KÉRATOSE ACTINIQUE ET CARCINOME ÉPIDERMOÏDE DU PLANUM NASALE CHEZ LE CHAT - Le Point Vétérinaire n° 428 du 01/04/2022
Le Point Vétérinaire n° 428 du 01/04/2022

DERMATOLOGIE FÉLINE

Article de synthèse

Auteur(s) : Charline Pressanti

Fonctions : Service de dermatologie
23, chemin des Capelles
31000 Toulouse

Le carcinome épidermoïde est une tumeur cutanée fréquente. Un traitement précoce augmente les chances de guérison.

Le carcinome épidermoïde est une tumeur épithéliale maligne qui provient des épithéliums squameux. Il affecte donc le territoire cutané, ainsi que la cavité buccale, l’œsophage, le lit de l’ongle et le coussinet. Il s’agit d’une tumeur fréquente chez le chat, puisqu’elle représente 15 % des tumeurs cutanées dans cette espèce. Elle affecte surtout des animaux âgés (médiane de 10 à 12 ans) et est plus souvent rencontrée chez les chats totalement ou partiellement blancs, qui présentent un risque treize fois plus important que les individus à la robe foncée. L’exposition solaire constitue le plus grand facteur de risque. Cette tumeur affecte préférentiellement les zones moins velues et exposées aux ultraviolets B telles que les pavillons auriculaires, la truffe, les zones temporales et les paupières.

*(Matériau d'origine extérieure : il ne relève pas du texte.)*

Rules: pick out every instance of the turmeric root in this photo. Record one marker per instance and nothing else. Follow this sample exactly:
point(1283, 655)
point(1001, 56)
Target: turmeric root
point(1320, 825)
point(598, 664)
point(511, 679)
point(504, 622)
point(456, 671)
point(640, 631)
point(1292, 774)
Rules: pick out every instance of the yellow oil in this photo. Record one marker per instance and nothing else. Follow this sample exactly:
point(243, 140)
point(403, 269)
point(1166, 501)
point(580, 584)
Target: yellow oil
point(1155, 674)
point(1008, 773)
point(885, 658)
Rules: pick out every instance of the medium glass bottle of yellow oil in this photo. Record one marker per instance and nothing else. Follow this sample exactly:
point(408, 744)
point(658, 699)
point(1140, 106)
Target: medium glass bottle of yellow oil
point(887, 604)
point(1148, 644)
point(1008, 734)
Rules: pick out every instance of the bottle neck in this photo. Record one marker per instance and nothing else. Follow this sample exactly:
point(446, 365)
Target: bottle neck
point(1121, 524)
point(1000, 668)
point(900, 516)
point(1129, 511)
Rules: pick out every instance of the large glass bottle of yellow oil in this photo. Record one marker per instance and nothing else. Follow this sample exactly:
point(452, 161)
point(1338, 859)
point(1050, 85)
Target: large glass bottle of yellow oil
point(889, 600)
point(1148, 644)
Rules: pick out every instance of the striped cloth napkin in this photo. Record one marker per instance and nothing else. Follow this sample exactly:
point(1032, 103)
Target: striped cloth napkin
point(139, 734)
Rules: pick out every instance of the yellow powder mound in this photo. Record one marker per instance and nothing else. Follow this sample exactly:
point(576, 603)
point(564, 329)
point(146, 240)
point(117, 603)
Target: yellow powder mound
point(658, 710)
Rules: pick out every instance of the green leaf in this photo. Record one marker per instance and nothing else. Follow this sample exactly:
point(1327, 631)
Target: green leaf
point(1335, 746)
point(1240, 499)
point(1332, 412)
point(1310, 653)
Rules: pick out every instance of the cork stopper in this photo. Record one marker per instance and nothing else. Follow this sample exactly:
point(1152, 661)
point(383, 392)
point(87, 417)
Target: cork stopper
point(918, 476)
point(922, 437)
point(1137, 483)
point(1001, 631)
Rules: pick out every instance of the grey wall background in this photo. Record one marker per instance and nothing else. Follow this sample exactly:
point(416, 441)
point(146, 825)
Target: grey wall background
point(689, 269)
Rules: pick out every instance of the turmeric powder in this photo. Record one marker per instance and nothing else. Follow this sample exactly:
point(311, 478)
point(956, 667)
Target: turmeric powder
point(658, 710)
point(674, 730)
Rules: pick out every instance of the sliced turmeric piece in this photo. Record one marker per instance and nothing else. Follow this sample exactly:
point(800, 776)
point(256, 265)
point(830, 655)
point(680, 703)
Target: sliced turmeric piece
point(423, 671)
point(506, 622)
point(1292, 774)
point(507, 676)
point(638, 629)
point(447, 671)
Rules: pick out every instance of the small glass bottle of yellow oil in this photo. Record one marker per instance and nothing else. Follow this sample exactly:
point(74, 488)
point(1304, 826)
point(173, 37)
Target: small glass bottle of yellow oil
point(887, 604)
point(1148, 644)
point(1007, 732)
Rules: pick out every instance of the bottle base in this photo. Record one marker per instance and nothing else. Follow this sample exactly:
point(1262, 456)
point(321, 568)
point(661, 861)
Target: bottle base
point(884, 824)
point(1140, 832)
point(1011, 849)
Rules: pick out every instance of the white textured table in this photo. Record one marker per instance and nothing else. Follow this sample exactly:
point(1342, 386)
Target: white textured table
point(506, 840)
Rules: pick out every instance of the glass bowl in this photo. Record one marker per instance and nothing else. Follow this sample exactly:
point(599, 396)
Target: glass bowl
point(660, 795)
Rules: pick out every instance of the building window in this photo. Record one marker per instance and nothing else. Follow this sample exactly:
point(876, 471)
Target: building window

Cet article ne présente que l’atteinte du planum nasale, un site souvent touché chez les chats à robe claire et, dans une moindre mesure, à robe foncée. Cette présentation clinique, classique et fréquente chez l’animal présentant une truffe dépigmentée, est souvent diagnostiquée tardivement et sa prise en charge constitue un véritable challenge en pratique quotidienne.

FORMES CLINIQUES

Les premiers signes de dermatose solaire sont assez peu spécifiques. Il s’agit d’un érythème parfois accompagné de squames et de croûtes [11, 15]. Ces lésions sont généralement saisonnières. Elles apparaissent l’été avec une tendance à l’amélioration en hiver lorsque l’exposition solaire est moins prononcée. Elles sont souvent négligées à tort par le propriétaire ou le vétérinaire, car elles peuvent être considérées comme des lésions traumatiques bénignes (griffures de chat, excoriations, etc.). Elles constituent pourtant les premières atteintes d’une dermatose solaire appelée kératose actinique. Ces lésions précancéreuses et réversibles prédisposent au développement d’un carcinome épidermoïde [11, 15].

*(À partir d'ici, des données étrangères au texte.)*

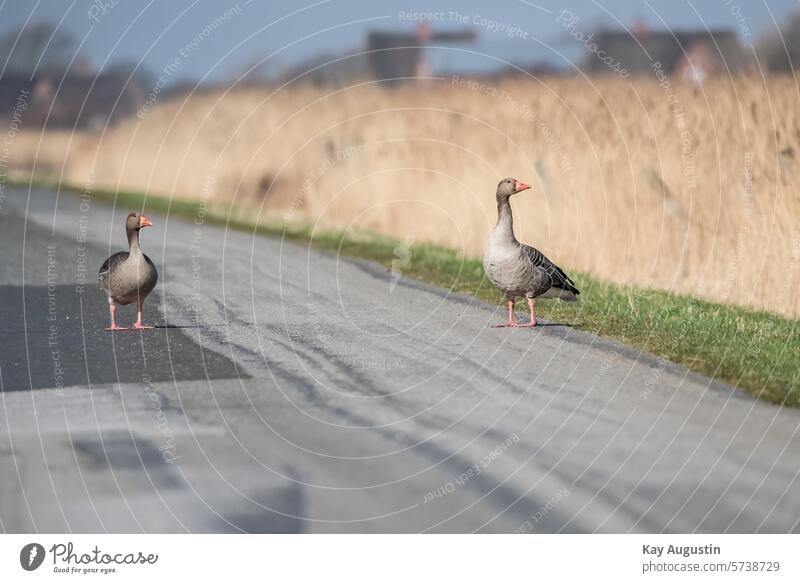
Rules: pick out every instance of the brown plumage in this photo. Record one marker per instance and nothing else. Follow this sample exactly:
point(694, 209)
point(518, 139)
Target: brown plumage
point(129, 276)
point(517, 269)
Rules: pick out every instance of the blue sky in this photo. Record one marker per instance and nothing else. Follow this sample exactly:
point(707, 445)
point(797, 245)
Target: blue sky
point(155, 33)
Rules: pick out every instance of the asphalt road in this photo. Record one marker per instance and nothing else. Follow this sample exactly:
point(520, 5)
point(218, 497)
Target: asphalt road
point(288, 390)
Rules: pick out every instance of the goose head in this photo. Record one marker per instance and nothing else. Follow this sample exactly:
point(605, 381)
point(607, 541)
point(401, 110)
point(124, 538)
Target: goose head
point(508, 187)
point(136, 221)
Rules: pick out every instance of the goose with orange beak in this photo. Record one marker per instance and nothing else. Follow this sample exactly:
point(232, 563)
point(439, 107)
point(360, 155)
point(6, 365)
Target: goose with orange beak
point(128, 277)
point(519, 270)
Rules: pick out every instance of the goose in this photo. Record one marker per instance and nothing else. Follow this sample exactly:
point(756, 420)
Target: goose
point(128, 277)
point(517, 269)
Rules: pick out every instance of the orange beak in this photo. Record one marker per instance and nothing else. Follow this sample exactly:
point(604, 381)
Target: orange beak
point(520, 186)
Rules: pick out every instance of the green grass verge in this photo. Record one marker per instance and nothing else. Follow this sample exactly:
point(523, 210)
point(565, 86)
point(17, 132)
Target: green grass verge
point(756, 351)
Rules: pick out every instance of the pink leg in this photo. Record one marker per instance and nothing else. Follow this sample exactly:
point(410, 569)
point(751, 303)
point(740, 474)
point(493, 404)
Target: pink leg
point(532, 323)
point(512, 321)
point(138, 324)
point(112, 308)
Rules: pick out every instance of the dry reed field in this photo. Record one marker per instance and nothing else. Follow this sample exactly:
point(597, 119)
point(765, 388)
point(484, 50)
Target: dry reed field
point(692, 190)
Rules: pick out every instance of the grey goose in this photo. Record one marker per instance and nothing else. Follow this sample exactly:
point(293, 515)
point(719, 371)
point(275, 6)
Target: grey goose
point(520, 270)
point(128, 277)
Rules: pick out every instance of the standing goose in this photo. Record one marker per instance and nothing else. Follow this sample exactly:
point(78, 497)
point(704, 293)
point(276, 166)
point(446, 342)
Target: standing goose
point(130, 276)
point(517, 269)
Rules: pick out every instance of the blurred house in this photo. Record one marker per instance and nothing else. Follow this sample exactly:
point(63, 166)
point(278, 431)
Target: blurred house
point(74, 100)
point(389, 56)
point(689, 55)
point(401, 55)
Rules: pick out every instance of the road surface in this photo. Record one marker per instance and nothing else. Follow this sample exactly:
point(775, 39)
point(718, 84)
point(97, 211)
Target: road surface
point(289, 390)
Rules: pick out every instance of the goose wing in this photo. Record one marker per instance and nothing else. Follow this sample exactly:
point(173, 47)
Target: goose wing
point(552, 272)
point(108, 266)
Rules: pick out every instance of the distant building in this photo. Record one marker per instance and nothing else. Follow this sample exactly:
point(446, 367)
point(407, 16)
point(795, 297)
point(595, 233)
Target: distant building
point(388, 56)
point(76, 100)
point(690, 55)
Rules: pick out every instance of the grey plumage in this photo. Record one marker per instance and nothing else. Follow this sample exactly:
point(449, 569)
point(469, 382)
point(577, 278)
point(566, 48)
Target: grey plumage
point(127, 279)
point(129, 276)
point(520, 270)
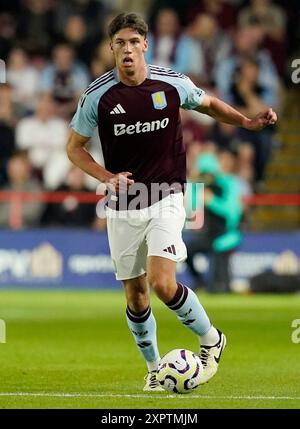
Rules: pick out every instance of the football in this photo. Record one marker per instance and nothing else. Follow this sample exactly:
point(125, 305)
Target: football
point(179, 371)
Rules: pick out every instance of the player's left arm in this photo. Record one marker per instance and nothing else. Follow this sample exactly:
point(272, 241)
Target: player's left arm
point(223, 112)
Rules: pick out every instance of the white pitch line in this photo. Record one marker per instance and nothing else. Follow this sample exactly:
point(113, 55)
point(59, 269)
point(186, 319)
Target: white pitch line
point(155, 395)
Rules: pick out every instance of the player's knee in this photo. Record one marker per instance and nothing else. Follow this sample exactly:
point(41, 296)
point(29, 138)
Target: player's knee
point(138, 300)
point(163, 286)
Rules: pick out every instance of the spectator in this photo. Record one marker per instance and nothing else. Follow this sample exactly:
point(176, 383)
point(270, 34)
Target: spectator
point(44, 135)
point(220, 234)
point(76, 35)
point(35, 24)
point(224, 13)
point(20, 180)
point(230, 164)
point(250, 96)
point(103, 59)
point(214, 44)
point(273, 20)
point(65, 79)
point(8, 28)
point(23, 78)
point(247, 43)
point(169, 48)
point(93, 12)
point(70, 212)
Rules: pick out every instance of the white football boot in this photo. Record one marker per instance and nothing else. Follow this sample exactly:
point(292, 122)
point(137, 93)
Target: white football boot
point(152, 385)
point(210, 357)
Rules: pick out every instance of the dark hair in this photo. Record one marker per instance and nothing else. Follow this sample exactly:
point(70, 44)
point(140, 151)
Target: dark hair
point(128, 20)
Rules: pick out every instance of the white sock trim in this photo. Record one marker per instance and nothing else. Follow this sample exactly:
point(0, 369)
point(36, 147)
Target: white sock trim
point(152, 366)
point(210, 338)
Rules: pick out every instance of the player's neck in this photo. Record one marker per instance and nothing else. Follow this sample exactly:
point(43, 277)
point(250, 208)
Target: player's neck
point(136, 78)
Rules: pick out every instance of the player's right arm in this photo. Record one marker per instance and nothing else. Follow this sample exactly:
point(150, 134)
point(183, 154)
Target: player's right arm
point(78, 154)
point(82, 126)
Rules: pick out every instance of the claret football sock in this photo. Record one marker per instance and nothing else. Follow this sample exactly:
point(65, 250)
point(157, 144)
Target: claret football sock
point(189, 310)
point(143, 328)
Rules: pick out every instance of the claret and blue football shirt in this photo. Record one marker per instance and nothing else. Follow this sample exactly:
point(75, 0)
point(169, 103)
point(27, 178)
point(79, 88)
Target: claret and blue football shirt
point(139, 126)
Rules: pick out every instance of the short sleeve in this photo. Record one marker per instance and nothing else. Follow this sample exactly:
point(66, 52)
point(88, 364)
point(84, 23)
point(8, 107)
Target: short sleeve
point(85, 119)
point(190, 95)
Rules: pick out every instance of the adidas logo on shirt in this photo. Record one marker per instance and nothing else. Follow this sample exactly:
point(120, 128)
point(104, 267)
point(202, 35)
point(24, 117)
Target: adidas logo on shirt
point(170, 249)
point(117, 110)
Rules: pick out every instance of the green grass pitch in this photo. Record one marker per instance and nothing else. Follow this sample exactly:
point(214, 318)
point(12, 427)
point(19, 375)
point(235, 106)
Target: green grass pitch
point(72, 349)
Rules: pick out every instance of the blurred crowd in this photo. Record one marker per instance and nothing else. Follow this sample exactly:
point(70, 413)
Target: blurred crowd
point(235, 49)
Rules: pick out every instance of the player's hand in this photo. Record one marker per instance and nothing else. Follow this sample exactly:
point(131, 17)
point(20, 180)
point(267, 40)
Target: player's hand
point(262, 120)
point(119, 183)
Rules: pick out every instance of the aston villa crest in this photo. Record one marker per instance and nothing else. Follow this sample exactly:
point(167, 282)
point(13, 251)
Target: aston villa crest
point(159, 100)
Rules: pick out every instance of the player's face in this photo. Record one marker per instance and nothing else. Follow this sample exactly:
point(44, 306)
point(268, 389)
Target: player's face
point(128, 47)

Avec le temps, les lésions persistent au cours de l’année et évoluent vers un stade irréversible et tumoral. Elles sont toujours érythémateuses avec des ulcérations et des érosions plus prononcées. Les carcinomes in situ (préinvasifs, localisés au-dessus de la membrane basale, sans métastases) sont distingués des carcinomes épidermoïdes vrais, avec une invasion tumorale au-delà de la mem­brane basale. Cette distinction ne peut être établie qu’à partir de l’analyse histopathologique d’un prélèvement biopsique. La distinction des différents stades est importante puisqu’elle conditionne le pronostic et la réponse thérapeutique [11, 15].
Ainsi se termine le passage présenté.